As for the purpose of Fedora marketing, it's to make more people use/hack
Fedora more often, so we make it better more often than it gets worse. Just
the same as that marketing in a commercial environment is to "get more
people, to buy more stuff, more often, so you make more money". That's it.
There's nothing more to it than technique.

Our metrics are the number of contributors (code, bugs, feedback, list
posts), and number of users (hackers, enthusiasts, early adopters, those
wanting insight into what RHEL might be)--which together make the target
install base--and the number of articles, reviews and how-tos written about
Fedora. That's not all the use cases and measures for Fedora, because we
don't and never should know all the use cases, anymore than Apache
foundation knows exactly what's going on on every web site running Apache.

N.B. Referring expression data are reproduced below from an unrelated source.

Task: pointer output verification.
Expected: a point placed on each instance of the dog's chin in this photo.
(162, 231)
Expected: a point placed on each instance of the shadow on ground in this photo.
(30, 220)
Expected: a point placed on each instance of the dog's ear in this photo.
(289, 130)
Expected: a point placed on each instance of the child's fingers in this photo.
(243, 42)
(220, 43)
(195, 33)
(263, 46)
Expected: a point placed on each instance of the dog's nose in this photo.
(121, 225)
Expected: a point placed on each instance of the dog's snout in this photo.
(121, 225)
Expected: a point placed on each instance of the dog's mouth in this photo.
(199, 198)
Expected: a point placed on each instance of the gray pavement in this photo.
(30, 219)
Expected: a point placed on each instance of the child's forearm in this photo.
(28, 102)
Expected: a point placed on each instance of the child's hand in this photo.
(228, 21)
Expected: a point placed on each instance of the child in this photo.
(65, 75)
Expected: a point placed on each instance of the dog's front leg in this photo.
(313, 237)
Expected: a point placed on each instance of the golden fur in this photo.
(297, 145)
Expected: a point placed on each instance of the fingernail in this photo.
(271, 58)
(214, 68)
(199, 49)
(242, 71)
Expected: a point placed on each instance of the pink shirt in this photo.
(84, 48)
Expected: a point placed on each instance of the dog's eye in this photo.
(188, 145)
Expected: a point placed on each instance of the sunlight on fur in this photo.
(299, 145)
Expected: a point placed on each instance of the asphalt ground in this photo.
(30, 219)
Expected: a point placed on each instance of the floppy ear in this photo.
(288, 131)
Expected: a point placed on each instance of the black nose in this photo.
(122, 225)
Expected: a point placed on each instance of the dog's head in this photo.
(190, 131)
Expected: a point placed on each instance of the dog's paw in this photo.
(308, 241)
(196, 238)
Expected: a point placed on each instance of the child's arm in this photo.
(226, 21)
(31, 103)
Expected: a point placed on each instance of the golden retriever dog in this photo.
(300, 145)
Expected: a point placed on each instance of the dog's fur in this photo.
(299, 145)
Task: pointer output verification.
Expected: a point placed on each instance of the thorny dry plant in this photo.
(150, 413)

For example, sometimes, we'll see that we are getting significant uptake in
verticals like desktop productivity, or multimedia, or LiveCD variants. Or
someone will write an article explaining how to shove Fedora onto a Mac
mini, or XBox, or pen drive. Or some teacher in Portland will start a
program targeting K12, based on Fedora. Or some VAR or IT support org will
charge folks for support, customizations or maintenance. Etc.

User driven innovation, and an eco-sysem. In other words, a lot of what made
Red Hat what it was before the RHEL/Fedora debbil scat.

Once we establish ourselves in the known universe, we have a baseline of
metrics. And we can draw up a set of benchmarks and be more inquisitive and
measure against those metrics, as well as reacting emerging segments.